The data were collected as part of a research study on the Pima Indian tribe, and contain the following variables:
The code below loads the data from the mlbench
library, then filters it to remove any cases with missing values.
library(mlbench)
data(PimaIndiansDiabetes2)
pima <- PimaIndiansDiabetes2[complete.cases(PimaIndiansDiabetes2),]
summary(pima)
## pregnant glucose pressure triceps
## Min. : 0.000 Min. : 56.0 Min. : 24.00 Min. : 7.00
## 1st Qu.: 1.000 1st Qu.: 99.0 1st Qu.: 62.00 1st Qu.:21.00
## Median : 2.000 Median :119.0 Median : 70.00 Median :29.00
## Mean : 3.301 Mean :122.6 Mean : 70.66 Mean :29.15
## 3rd Qu.: 5.000 3rd Qu.:143.0 3rd Qu.: 78.00 3rd Qu.:37.00
## Max. :17.000 Max. :198.0 Max. :110.00 Max. :63.00
## insulin mass pedigree age diabetes
## Min. : 14.00 Min. :18.20 Min. :0.0850 Min. :21.00 neg:262
## 1st Qu.: 76.75 1st Qu.:28.40 1st Qu.:0.2697 1st Qu.:23.00 pos:130
## Median :125.50 Median :33.20 Median :0.4495 Median :27.00
## Mean :156.06 Mean :33.09 Mean :0.5230 Mean :30.86
## 3rd Qu.:190.00 3rd Qu.:37.10 3rd Qu.:0.6870 3rd Qu.:36.00
## Max. :846.00 Max. :67.10 Max. :2.4200 Max. :81.00
Part A: The code below is used to display histograms of each numeric predictor in the dataset. Based upon your inspection of these graphs, apply a base-two log-transformation to each predictor that appears to be highly right-skewed before proceeding to the model building portion of this application (Part B).
par(mfrow = c(3,3))
for(i in 1:(ncol(pima) - 1)){
hist(pima[,i], main = paste(names(pima)[i]), xlab = "", ylab = "")
}
Part B: Using the new dataset you constructed in Part A, apply a stepwise backwards elimination algorithm that uses AIC to select the optimal logistic regression model for predicting “diabetes”.
Part C: Report the in-sample accuracy of the model you selected in Part B. Briefly comment upon why an ROC analysis might be more useful than raw accuracy in this application.
Part D: Create an ROC curve displaying the sensitivity and specificity of the model you selected in Part B. Based upon this curve, determine a predicted probability cutoff (ie: threshold value of \(t\)) that you feel does the best job balancing the need for sensitivity and specificity in this application.

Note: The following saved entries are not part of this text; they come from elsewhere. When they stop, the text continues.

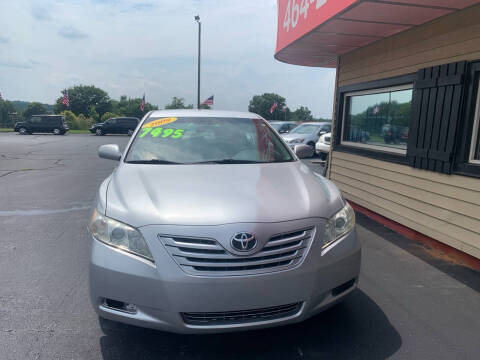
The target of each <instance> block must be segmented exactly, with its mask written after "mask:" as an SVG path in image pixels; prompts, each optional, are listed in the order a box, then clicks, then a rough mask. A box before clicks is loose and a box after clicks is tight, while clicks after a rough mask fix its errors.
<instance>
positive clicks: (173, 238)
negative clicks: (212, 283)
mask: <svg viewBox="0 0 480 360" xmlns="http://www.w3.org/2000/svg"><path fill="white" fill-rule="evenodd" d="M313 236H314V229H313V228H311V229H304V230H298V231H294V232H289V233H285V234H280V235H275V236H272V237H271V238H270V239H269V240H268V242H267V243H266V244H265V245H264V246H263V248H262V250H260V251H259V252H257V253H255V254H253V255H248V256H237V255H234V254H231V253H229V252H228V251H227V250H225V248H224V247H222V246H221V245H220V243H218V242H217V241H216V240H214V239H204V238H191V237H178V236H166V235H160V234H159V235H158V238H159V240H160V241H161V242H162V243H163V245H165V248H166V249H167V251H168V252H169V253H170V255H171V256H172V257H173V259H174V260H175V261H176V263H177V264H178V265H180V267H181V268H182V269H183V270H184V271H185V272H187V273H189V274H193V275H208V276H229V275H250V274H259V273H265V272H273V271H280V270H285V269H289V268H292V267H294V266H296V265H297V264H299V263H300V262H301V261H302V259H303V258H304V257H305V254H306V252H307V249H308V246H309V244H310V241H311V239H312V237H313Z"/></svg>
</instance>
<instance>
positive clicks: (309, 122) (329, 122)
mask: <svg viewBox="0 0 480 360" xmlns="http://www.w3.org/2000/svg"><path fill="white" fill-rule="evenodd" d="M329 124H331V123H330V122H328V121H323V122H319V121H309V122H306V123H300V124H298V126H300V125H329Z"/></svg>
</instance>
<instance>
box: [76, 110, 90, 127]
mask: <svg viewBox="0 0 480 360" xmlns="http://www.w3.org/2000/svg"><path fill="white" fill-rule="evenodd" d="M88 127H89V126H88V119H87V118H86V117H85V115H83V114H80V115H78V116H77V121H76V129H74V130H87V129H88Z"/></svg>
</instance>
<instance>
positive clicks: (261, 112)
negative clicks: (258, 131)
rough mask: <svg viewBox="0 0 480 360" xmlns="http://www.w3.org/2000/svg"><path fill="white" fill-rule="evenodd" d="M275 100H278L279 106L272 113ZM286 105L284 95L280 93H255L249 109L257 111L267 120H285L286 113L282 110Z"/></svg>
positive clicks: (248, 109) (277, 102) (255, 112)
mask: <svg viewBox="0 0 480 360" xmlns="http://www.w3.org/2000/svg"><path fill="white" fill-rule="evenodd" d="M275 102H277V107H276V108H275V109H274V111H273V113H270V109H271V108H272V106H273V104H275ZM284 106H286V104H285V98H284V97H282V96H280V95H278V94H273V93H264V94H262V95H255V96H254V97H253V98H252V100H250V104H249V105H248V111H250V112H253V113H256V114H258V115H260V116H262V117H263V118H265V119H267V120H274V119H279V120H283V119H284V118H285V113H284V112H283V111H282V110H283V108H284Z"/></svg>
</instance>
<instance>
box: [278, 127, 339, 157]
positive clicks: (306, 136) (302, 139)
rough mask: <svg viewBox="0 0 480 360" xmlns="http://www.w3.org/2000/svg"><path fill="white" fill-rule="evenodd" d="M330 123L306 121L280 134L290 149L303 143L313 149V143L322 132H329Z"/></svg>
mask: <svg viewBox="0 0 480 360" xmlns="http://www.w3.org/2000/svg"><path fill="white" fill-rule="evenodd" d="M331 129H332V124H331V123H329V122H308V123H303V124H300V125H298V126H297V127H296V128H295V129H293V130H292V131H290V132H289V133H288V134H285V135H282V137H283V139H284V140H285V141H286V142H287V144H288V145H289V146H290V148H291V149H293V148H294V147H295V145H299V144H305V145H308V146H310V147H311V148H312V149H313V150H315V143H316V142H317V141H318V139H319V137H320V136H322V135H323V134H326V133H328V132H330V131H331Z"/></svg>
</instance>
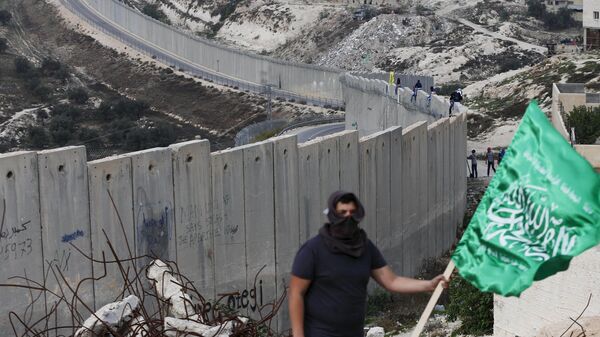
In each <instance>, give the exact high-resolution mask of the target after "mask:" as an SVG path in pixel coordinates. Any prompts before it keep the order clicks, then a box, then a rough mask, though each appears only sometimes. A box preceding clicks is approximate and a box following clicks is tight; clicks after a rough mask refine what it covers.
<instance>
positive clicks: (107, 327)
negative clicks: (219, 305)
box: [75, 260, 249, 337]
mask: <svg viewBox="0 0 600 337" xmlns="http://www.w3.org/2000/svg"><path fill="white" fill-rule="evenodd" d="M146 277H147V278H148V279H149V280H151V281H153V282H154V287H155V288H156V293H157V295H158V297H159V299H160V300H162V301H164V302H165V303H168V304H169V306H168V309H167V311H168V315H167V316H166V317H165V318H164V321H163V324H164V325H163V326H164V330H163V332H164V335H165V336H168V337H183V336H203V337H229V336H230V335H231V334H232V333H233V330H234V327H236V326H238V325H245V324H247V323H248V322H249V319H248V318H246V317H239V316H238V317H237V318H236V319H235V320H230V321H227V322H224V323H222V324H218V325H206V324H203V323H202V321H203V318H202V316H200V315H198V314H195V313H194V307H193V304H192V301H191V298H190V296H189V295H187V294H186V293H185V292H184V290H183V288H182V287H181V286H180V285H179V282H178V280H177V279H176V278H175V277H174V276H173V272H172V270H171V268H170V267H169V266H168V265H167V264H165V263H164V262H163V261H160V260H154V261H153V262H152V263H151V264H150V265H149V266H148V269H147V272H146ZM140 306H141V302H140V300H139V298H138V297H136V296H134V295H130V296H128V297H126V298H124V299H123V300H121V301H118V302H114V303H109V304H106V305H105V306H103V307H102V308H101V309H100V310H98V311H97V312H96V313H95V314H93V315H92V316H90V317H89V318H88V319H87V320H86V321H85V322H84V324H83V326H82V327H81V328H80V329H79V330H77V332H76V333H75V337H92V336H104V335H106V334H108V333H111V332H112V331H118V332H119V333H123V335H124V336H126V337H147V336H149V335H150V329H151V328H150V326H149V325H148V324H147V323H146V320H145V318H144V316H142V315H140V314H139V309H140ZM111 330H112V331H111Z"/></svg>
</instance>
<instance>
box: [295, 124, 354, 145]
mask: <svg viewBox="0 0 600 337" xmlns="http://www.w3.org/2000/svg"><path fill="white" fill-rule="evenodd" d="M344 130H345V123H343V122H342V123H331V124H323V125H317V126H306V127H301V128H298V129H293V130H290V131H288V132H286V134H295V135H297V136H298V143H304V142H308V141H309V140H312V139H315V138H317V137H322V136H327V135H330V134H333V133H336V132H341V131H344Z"/></svg>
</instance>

Report your cutoff along with the corresponding sensitivity and specificity.
\(~\)
For this question I’d like you to read the 14-page paper linked here: Statistical Modeling - The Two Cultures It’s not essential that you read the entire paper in great detail, but I’d like for you to read it closely enough to extract the main arguments. For reference, the author of this paper is perhaps the most well-known researcher in the area of Classification and Regression Trees, and his essay is considered a “must read” in most data science programs.
For this question, I’d like you to write a 1-2 paragraph reflection that summarizes the main ideas of the paper, as well as your opinions regarding the author’s arguments. A satisfactory response will include at least five thoughtfully crafted sentences.